Viral metagenomics has revolutionized virology by providing culture-independent methods for detecting and characterizing viruses, especially those that cannot be cultured or isolated. This approach focuses on viral nucleic acids, offering new insights into viral ecology, including the diversity, abundance, and functional roles of viruses in different environments [1,2,3]. It is now an essential tool in genomic surveillance, enabling the rapid identification and tracking of viral mutations, which is vital for pandemic monitoring and prevention. This facilitates effective public health responses, particularly in the timely detection of emerging pathogens [3].

Genomic surveillance plays a crucial role in preventing the global spread of potential pathogens, enhancing pandemic preparedness. It has been key in identifying and characterizing viruses such as SARS-CoV-2, Dengue, Zika, and Chikungunya, particularly in tropical and subtropical regions [4]. Additionally, genomic analysis is critical for vaccine and antiviral therapy development. By identifying conserved viral targets, it helps design treatments that can withstand viral mutations. Mendes and Silva (2022) [5] emphasize the importance of genomic data for adaptive vaccine strategies that address new viral strains, which may evade existing immunity [5].

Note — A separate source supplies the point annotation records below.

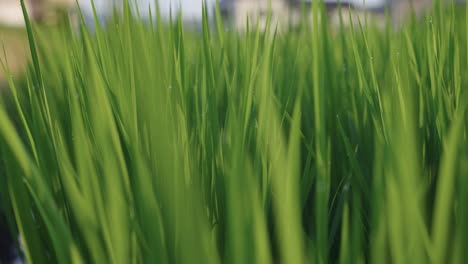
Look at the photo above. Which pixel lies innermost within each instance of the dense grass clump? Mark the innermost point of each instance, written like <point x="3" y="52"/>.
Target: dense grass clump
<point x="150" y="143"/>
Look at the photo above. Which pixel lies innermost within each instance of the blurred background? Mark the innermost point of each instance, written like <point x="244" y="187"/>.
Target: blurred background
<point x="50" y="12"/>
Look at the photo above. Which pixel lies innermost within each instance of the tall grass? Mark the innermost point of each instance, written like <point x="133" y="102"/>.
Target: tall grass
<point x="150" y="143"/>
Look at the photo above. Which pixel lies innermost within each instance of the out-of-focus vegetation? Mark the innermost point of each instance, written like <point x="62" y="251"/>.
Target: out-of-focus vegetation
<point x="150" y="143"/>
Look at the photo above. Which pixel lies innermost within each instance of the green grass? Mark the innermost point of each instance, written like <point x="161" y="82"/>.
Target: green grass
<point x="154" y="144"/>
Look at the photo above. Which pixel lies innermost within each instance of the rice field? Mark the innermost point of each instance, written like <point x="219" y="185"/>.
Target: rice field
<point x="152" y="143"/>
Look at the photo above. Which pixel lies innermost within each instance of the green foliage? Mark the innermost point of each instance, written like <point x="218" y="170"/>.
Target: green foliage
<point x="152" y="143"/>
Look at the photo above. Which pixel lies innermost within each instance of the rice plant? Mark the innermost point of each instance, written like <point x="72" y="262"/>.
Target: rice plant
<point x="151" y="143"/>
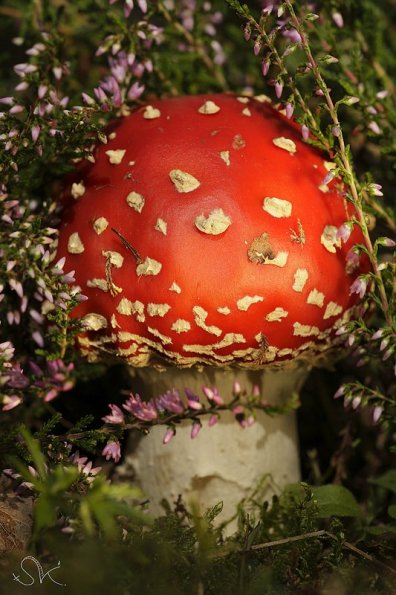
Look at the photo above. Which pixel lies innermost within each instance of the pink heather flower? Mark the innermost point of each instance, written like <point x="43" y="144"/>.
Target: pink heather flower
<point x="388" y="242"/>
<point x="373" y="126"/>
<point x="112" y="450"/>
<point x="35" y="132"/>
<point x="327" y="179"/>
<point x="170" y="432"/>
<point x="344" y="232"/>
<point x="170" y="401"/>
<point x="289" y="110"/>
<point x="143" y="410"/>
<point x="378" y="334"/>
<point x="356" y="402"/>
<point x="10" y="402"/>
<point x="236" y="389"/>
<point x="338" y="20"/>
<point x="256" y="391"/>
<point x="192" y="400"/>
<point x="265" y="64"/>
<point x="196" y="428"/>
<point x="213" y="420"/>
<point x="382" y="94"/>
<point x="278" y="89"/>
<point x="305" y="132"/>
<point x="377" y="412"/>
<point x="116" y="416"/>
<point x="359" y="286"/>
<point x="352" y="261"/>
<point x="257" y="46"/>
<point x="212" y="394"/>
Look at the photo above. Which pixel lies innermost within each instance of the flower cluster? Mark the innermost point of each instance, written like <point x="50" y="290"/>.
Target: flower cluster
<point x="170" y="408"/>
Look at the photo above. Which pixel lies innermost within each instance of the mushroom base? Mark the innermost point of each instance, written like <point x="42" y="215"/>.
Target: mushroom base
<point x="225" y="462"/>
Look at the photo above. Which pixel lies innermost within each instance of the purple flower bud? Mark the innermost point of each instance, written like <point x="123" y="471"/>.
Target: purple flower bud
<point x="16" y="109"/>
<point x="359" y="286"/>
<point x="382" y="94"/>
<point x="356" y="402"/>
<point x="196" y="428"/>
<point x="278" y="89"/>
<point x="265" y="64"/>
<point x="35" y="132"/>
<point x="388" y="243"/>
<point x="344" y="232"/>
<point x="10" y="402"/>
<point x="373" y="126"/>
<point x="38" y="338"/>
<point x="236" y="389"/>
<point x="57" y="70"/>
<point x="213" y="420"/>
<point x="338" y="20"/>
<point x="289" y="110"/>
<point x="377" y="412"/>
<point x="378" y="334"/>
<point x="257" y="46"/>
<point x="168" y="435"/>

Monitoring arboviruses transmitted by vectors is particularly vital due to climate change and human activities that expand the range of mosquito vectors. Real-time surveillance tracks the evolution and spread of these viruses, enabling targeted interventions during outbreaks [6]. The gastrointestinal virome of wild animals also acts as a reservoir for emerging viruses, making wildlife surveillance essential to prevent viral threats to both human and animal populations [7,8]. Recent metagenomic studies have highlighted the vast viral diversity in wildlife, further underscoring the significance of this approach [4,9]. In Brazil, Pinheiro et al. [10] analyzed 58 individuals from the species Molossus molossus and Molossus rufus using metagenomic techniques and identified the presence of viral families, including Poxviridae, Mimiviridae, Retroviridae, Siphoviridae, Myoviridae, Retroviridae, Herpesviridae, Picornaviridae, Phycodnaviridae, Inoviridae, and Dicistroviridae. Duarte et al. [7] collected fecal samples from bird species (Psittacara leucophthalmus, Amazona aestiva, and Sicalis flaveola) and mammal species (Didelphis albiventris, Sapajus libidinosus, and Galictis cuja) within the Cerrado biome in Brazil, employing metagenomic techniques. Among the detected viral families, notable findings included Adenoviridae, Anelloviridae, Circoviridae, Caliciviridae, and Parvoviridae. This study also reported the presence of a novel virus belonging to the Smacoviridae family.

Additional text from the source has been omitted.